Fui contestado sobre minha condição emotiva:
- Você ama?
Racionalmente, a resposta estava pronta e fúlgida, assegurada pela ponta da língua. Mas algo entravou que eu falasse imediatamente. Houve um bloqueio no ar que cruza a garganta e concede o som da palavra. Foi mordaz o pensamento: imaginei com minha consciência a vastidão do meu amor e de sua façanha. Era na realidade um mapeamento da arquitetura que constrói o que sinto.
Um beliscão da engenharia emotiva, tentando justificar que existe dentro de mim algo suntuoso. Isso é tributável ao tempo (porque não se ergue casas da noite para o dia). Tributável também a intensidade (porque ninharia de vigor e baixa velocidade não fazem vastas estradas). Assim, conforme o relacionamento se promove, as pessoas tendem a criar dentro de si uma pintura abstrata do parceiro. Essa espécie de “amabilidade” ganha uma linha mais evidente à medida que é nutrida por reverência e confiança.

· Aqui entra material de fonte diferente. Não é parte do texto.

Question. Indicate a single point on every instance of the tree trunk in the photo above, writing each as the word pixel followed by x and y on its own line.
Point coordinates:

O que sentimos é efeito da influência de outros valores. Valores que edifica valores. É algo gradual, ascendente. Uma semeação. E quando um dos dois não contribui com suas vigas, é quase impossível suportar a carência de um teto dentro do peito. Todos desejam um lar dentro de si para colorir em função do que tem. É um requerimento entre o coração e a coluna dorsal. Claro que nada é indestrutível eternamente. Há alicerces que podem tornar-se ardis preenchidos de muito pesar. Há paredes que desabam. Amores liquidados podem levar a um soterramento. Falta de ar acena enchente. Mas o intuito aqui é deixar claro que somos proprietários do que deixamos crescer. Somos autores e personagens protagonistas simultaneamente.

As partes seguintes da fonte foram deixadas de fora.